Leigh painstakingly portrays a control freak unable to abide weakness or dissent in any form. Schwarzenegger does react badly to criticism. As early as his fantastical warrior in Conan the Barbarian, photographers would be reprimanded if his picture was unflattering. The chat-show giant Johnny Carson was told to introduce him as 'an award-winning actor - not a body builder'. Michael Medved recalls how a publicist claiming to be speaking for Schwarzenegger reacted to a bad notice: 'Arnold saw your stinking review and he's mad as hell. He wants you to know that he thinks you're a pansy and a wimp and a jerk, and he's a smart, educated guy who speaks English better than you do. One day he's going to be the biggest star in Hollywood but you aren't going to be worth shit]'

The reporter Jessica Berens remembers meeting him to talk about his business ventures - real estate, gyms, exercise videos, Planet Hollywood - and being told, before the interview began: 'Now pay attention to this. If I press this button here it means a question is boring. If I press the button here it means you have asked a very exciting and creative question.' If it was a sample of the star's famed Teutonic humour, Berens wasn't amused.
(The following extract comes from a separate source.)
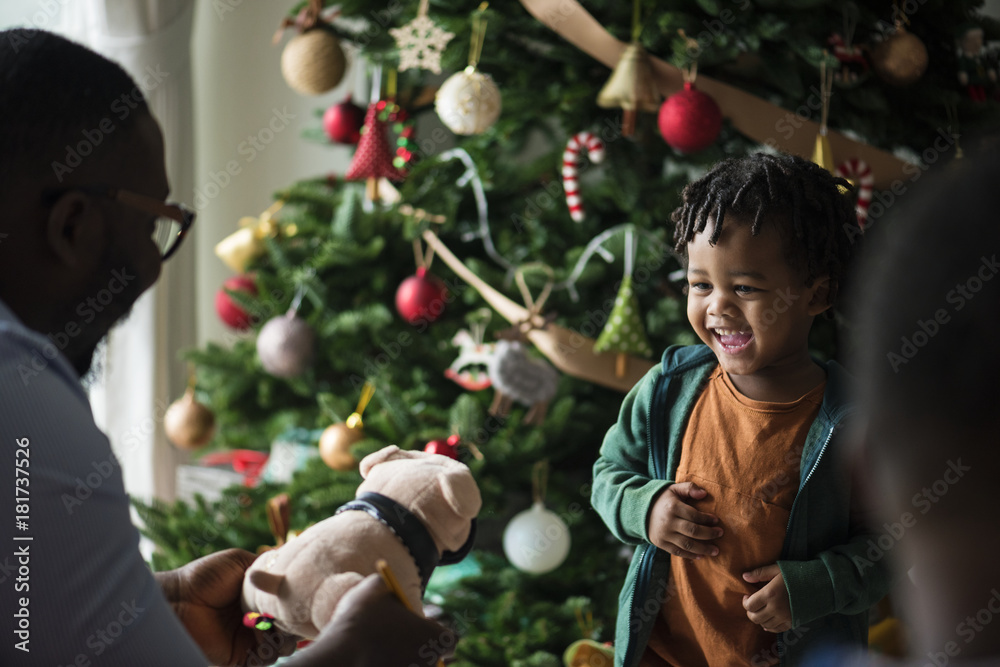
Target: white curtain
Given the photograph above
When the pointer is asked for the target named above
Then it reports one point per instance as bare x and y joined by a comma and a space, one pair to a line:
141, 375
Yet one hardly blames him. Image is all-important to stars, and to this star more than most. If he is touchy it could be because he began as something of a joke. 'A condom full of walnuts,' said Clive James, famously. The line haunts Schwarzenegger, no matter how many Chagalls, Miros and Picassos he collects, a reminder of when he flexed his muscles for a living and people laughed when he talked, not merely because of an almost impenetrable accent that 20 years of elocution lessons had done little to lighten, but because he was a body-builder and who thought a dumb body-builder could talk? So, unlike others, he will go after the press if he feels wronged, as the News of the World and the Sunday Mirror know to their cost. They had to pay undisclosed libel damages for claiming that he held fervent anti-Semitic views and had participated in a naked photo-shoot for a gay magazine.

Yet if he demands to be taken seriously, his shrewd triumph is to have transformed himself into a joke that everyone could share. Taken full-frontal, his strength would be frightening (not to mention sexually menacing), so the imposing edifice is built on self- mockery and a battery of user-friendly catchphrases: 'I'll be back'/'You sure are one ugly motherfucker'/'Consider this a divorce'/'Hasta la vista, baby'. His charm makes him his own best parodist and, until recently, magically discounted his many, many contradictions: an Austrian who is as American as apple pie, an idol who made his unnaturalness appear wholesome, a supporter of feminism who insists his wife does not wear slacks in public. . . As an anonymous actor gasps: 'You've gotta hand it to this guy. He makes movies that are gratuitously violent, shallow, one-dimensional and politically incorrect. Then he goes on every television show and disarms criticism by talking about changing his new baby's diapers. In the area of manipulating the public, this guy has no peer.'

Until now. It's possible that the mellowing effect of three daughters ('the Graces') will manage to accomplish what a host of aliens, hitmen and shape-shifting robots could not: kill Schwarzenegger off. Fatherhood has made him 'see things in a much more sensitive way' and sensitivity and Schwarzenegger are proving an indigestible mix. Meanwhile, younger rivals such as Jean-Claude Van Damme are snapping at his heels, and the studios are looking at the numbers on True Lies and wondering if Arnie is past his peak, like those other cartoon characters Eddie Murphy and Sylvester Stallone.

Of course, should he fall from favour, he could do what another has- been actor did and make that stab at politics he is always talking about. As his friends keep telling him, the governorship of California is his for the taking. The logic is inescapable: who would dare say no to the Terminator?